5 Things You Need to Pay Attention When Criticizing a Spouse, Don t Touch Your Feelings
06 November 2018 Nadya Zahra Prasetiya Relationship 318
5 Things You Need to Pay Attention When Criticizing a Spouse, Don t Touch Your Feelings As dear-unfortunately you are with a partner, still there will be a time when you feel heavy when you have to criticize something from him who might be able to offend and hurt him. You also realize that humans really aren't perfect, but what's wrong with us is trying to be better. While it can still be done, why not? You and he also still need to improve themselves so that the relationship can work as well as possible.

Whether you or he will find it hard to see your own mistakes if no one else sees them. That's why in every relationship criticism is needed as a form of evaluation. If you don't want to be criticized, how will you know what turned out to be wrong with you? So is your partner. If you don't feel heavy when you want to criticize your partner, try to pay attention to these 5 things when criticizing your partner for not offending.

1. Before criticizing him, you also have to introspect yourself. Let yourself know your shortcomings or faults

Ants across the ocean appear, elephants in the eye lids do not appear. You can see other people's slits, but you don't realize your own mistakes. Obviously, you need to be aware of yourself before criticizing your partner. What have you been doing right now? Are you better than him?

Find the cause also why he can do something that makes you want to file a protest with him, it is not impossible if all that happened was indeed because of your own attitude. Introspecting yourself before criticizing him is the first step you must implement because it will prevent a bigger problem later

2. You also have to balance praise and criticism so that it is better at heart, and not impressed that he is always wrong in your eyes

"You really are wise if we are fighting again, but you lack attention"

It is better to prioritize praise before criticizing his attitude, the delivery will feel better, right? That won't make him feel bad, because you also convey what is the excess. Sometimes small talk is necessary rather than direct blame.

Giving him compliments will also make it easier for you to lead him to understand what you are saying. If possible, offer help to make it change for the better. Try to imagine if you immediately criticize him without thinking about his feelings? It's not impossible if he gets offended and the problem gets bigger.

3. See sikon when you want to criticize, so he can accept your criticism and not feel cornered

Even though you have a myriad of words that you have to say to your partner, you should first consider the situations and conditions when you want to express your protest. Don't get wrong timing, and say it when the mood isn't good.

It could be even more damaging to your partner's mood and make him reluctant to hear everything you say or even feel very cornered by what you say, even though you don't intend like that. Look for a time and place that is conducive to speaking from heart to heart to be able to keep his feelings.

4. Don't assume everything you want, but try to see the reality, too, so that I'm not impressed just blame him

Old-buried problems will cause bad assumptions without clarity, so why do you need to talk at the right time before the bad assumptions that you make yourself affect your mind. Adjust your style of speech and keep calm, so as not to make him seem the most sinful here.

Before you judge his mistakes and assume negativity, remember the kindness he has done for you. At least he still has a positive side from him that you can consider before making a criticism. He is the person you choose to fill your heart, surely you have your own reasons why you choose it. Remember that, let your emotions decrease.
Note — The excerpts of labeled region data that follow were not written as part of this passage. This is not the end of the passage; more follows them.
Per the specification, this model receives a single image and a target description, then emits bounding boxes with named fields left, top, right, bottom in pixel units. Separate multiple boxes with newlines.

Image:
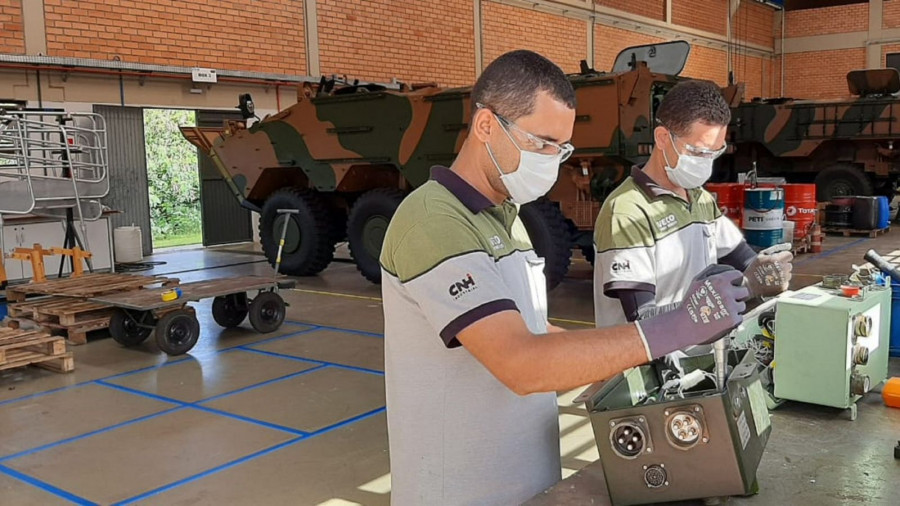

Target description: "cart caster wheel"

left=250, top=292, right=285, bottom=334
left=109, top=309, right=153, bottom=346
left=213, top=292, right=247, bottom=329
left=156, top=309, right=200, bottom=355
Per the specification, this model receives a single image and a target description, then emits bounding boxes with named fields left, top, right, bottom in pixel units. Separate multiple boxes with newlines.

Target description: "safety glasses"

5. After you are satisfied to convey what you feel, give him time to explain the version of his point of view

Not only is it balanced with praise, but you also need to prepare good advice about how he must change his ugliness that can't be left behind. After you are satisfied to talk, turn to the opportunity to talk. Listen to the explanation, why he can do things that bother you.

From the response, you also understand what the situation he is facing and it can be a means for you to understand it more deeply. Listen to the reason, make him feel valued.

Criticizing our loved ones is not easy, it takes courage and this strategy so that their feelings are maintained and the criticism we give can have a good impact on him. Instead it becomes a boomerang for your own relationship. If the way you do it is correct, later he also understands what and how to change his ugliness. At least from good criticism, help him to develop.